Monday, June 26, 2006

NY Times Head makes Ironic Comments

The NY Times, and its stuck up editors and owners are lashing out. But, who could blame them since their subscriptions are down, they have plagarists and liars on the payroll who claim to be journalists, and now may face prosecution for leaking intel info.

http://www.newsmax.com/archives/ic/2006/6/23/123456.shtml?s=lh

Some of the venom is too ironic to describe.....

Former New York Times Executive Editor Howell Raines has leveled a shocking charge against Fox News: The leading cable news network makes up its stories.
In his new autobiography "The One That Got Away,” Raines – who, ironically, resigned over made-up stories at the Times – writes: "Fox, by its mere existence, undercuts the argument that the public is starved for ‘fair’ news, and not just because Fox shills for the Republican Party and panders to the latest of America’s periodic religious manias.

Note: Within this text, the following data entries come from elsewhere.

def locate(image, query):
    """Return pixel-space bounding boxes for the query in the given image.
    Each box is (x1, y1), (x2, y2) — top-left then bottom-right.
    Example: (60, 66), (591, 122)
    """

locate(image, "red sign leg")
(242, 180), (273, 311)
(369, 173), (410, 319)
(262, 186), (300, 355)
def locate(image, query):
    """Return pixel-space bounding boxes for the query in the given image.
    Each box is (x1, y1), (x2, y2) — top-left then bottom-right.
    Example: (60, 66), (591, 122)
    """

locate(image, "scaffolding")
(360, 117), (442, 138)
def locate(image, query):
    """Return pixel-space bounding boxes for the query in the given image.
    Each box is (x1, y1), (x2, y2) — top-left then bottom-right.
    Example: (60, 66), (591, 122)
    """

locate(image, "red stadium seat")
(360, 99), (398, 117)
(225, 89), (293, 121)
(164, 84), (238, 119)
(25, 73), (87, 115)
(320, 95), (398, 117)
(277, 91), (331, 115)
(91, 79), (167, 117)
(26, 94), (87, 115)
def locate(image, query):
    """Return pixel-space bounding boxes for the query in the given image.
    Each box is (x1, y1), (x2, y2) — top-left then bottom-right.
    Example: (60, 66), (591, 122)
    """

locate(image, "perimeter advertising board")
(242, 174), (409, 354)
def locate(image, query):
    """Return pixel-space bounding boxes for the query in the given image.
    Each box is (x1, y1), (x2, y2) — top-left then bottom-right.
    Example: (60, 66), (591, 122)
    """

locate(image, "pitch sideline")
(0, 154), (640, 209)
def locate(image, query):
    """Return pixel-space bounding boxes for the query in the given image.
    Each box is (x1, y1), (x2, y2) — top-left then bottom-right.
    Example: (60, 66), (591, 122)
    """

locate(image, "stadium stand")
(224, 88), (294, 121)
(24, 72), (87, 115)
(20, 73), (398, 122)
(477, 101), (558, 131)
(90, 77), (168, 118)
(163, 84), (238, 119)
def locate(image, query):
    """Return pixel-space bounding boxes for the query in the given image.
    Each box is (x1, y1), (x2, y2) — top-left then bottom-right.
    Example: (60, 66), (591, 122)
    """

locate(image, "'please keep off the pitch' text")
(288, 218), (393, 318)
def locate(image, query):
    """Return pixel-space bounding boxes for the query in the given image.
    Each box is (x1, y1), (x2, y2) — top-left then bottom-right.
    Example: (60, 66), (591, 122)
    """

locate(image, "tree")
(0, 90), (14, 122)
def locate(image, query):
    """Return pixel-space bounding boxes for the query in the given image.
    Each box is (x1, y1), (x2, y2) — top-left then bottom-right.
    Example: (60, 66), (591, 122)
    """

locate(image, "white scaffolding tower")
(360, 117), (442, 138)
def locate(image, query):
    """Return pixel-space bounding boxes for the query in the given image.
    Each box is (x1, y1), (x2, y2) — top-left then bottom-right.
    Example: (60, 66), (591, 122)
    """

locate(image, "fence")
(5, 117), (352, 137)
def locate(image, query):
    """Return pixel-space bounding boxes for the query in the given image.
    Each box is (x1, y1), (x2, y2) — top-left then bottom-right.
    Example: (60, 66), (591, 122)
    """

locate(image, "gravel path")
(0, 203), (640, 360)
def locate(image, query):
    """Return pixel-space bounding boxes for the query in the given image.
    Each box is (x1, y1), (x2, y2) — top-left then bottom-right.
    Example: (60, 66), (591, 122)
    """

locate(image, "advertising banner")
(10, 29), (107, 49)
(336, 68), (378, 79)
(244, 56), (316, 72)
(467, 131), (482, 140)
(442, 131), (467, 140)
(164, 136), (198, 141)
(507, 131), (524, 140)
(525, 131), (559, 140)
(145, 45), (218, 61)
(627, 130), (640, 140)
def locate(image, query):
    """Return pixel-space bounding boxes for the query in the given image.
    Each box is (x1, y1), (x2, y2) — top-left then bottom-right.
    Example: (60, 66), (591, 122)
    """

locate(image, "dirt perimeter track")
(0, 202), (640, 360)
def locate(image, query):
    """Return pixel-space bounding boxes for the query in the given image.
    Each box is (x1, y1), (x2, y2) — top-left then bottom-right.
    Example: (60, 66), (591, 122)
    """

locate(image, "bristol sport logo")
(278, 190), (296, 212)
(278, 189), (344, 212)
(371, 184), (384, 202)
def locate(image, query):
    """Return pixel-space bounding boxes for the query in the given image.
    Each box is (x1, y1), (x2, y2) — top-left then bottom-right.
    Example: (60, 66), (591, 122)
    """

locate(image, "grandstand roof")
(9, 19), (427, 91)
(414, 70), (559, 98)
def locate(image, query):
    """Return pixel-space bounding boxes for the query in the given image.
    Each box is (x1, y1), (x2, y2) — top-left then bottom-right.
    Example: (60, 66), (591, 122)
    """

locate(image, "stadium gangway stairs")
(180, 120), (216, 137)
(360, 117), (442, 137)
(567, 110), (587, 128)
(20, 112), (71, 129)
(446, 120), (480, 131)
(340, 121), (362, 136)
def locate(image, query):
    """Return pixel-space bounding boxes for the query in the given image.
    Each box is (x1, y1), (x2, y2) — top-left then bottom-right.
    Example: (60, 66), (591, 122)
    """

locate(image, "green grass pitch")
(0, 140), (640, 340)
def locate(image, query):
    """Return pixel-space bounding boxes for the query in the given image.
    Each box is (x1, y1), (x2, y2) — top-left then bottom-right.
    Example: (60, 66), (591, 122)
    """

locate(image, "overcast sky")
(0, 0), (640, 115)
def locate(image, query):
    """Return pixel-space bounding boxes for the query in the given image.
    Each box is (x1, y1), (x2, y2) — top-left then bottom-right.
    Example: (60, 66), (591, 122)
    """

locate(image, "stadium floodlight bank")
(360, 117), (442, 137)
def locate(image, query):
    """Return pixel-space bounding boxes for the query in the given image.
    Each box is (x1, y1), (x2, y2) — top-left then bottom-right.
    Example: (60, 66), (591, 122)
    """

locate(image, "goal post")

The key to understanding Fox News is to grasp the anomalous fact that its consumers know its ‘news’ is made up.
"It matters not when critics point this out to Foxite consumers because they’ve understood it from the outset. That’s why they’re there.”
"Fox Television showed us the future - outright lies and paranoid opinions packaged as news under the oversight of Rupert [Murdoch], a flagrant pirate, and Roger Ailes, an unprincipled Nixon thug.”
After the conservative Web site Newsbusters ran several excerpts from Raines’ book, one e-mailer wrote:
"Fox may have a conservative slant but it is usually quite clear when they go from straight reporter mode to giving their own two bits worth.”
Another e-mail says: "I guess if there’s anyone who should recognize ‘made-up’ news when he sees it, it would be Howell Raines.”
Raines was executive editor at the Times when the Jayson Blair scandal erupted in 2003. Blair, it was revealed, had fabricated stories, inventing quotes and even entire interviews. Raines resigned about a month later, after less than two years at the job.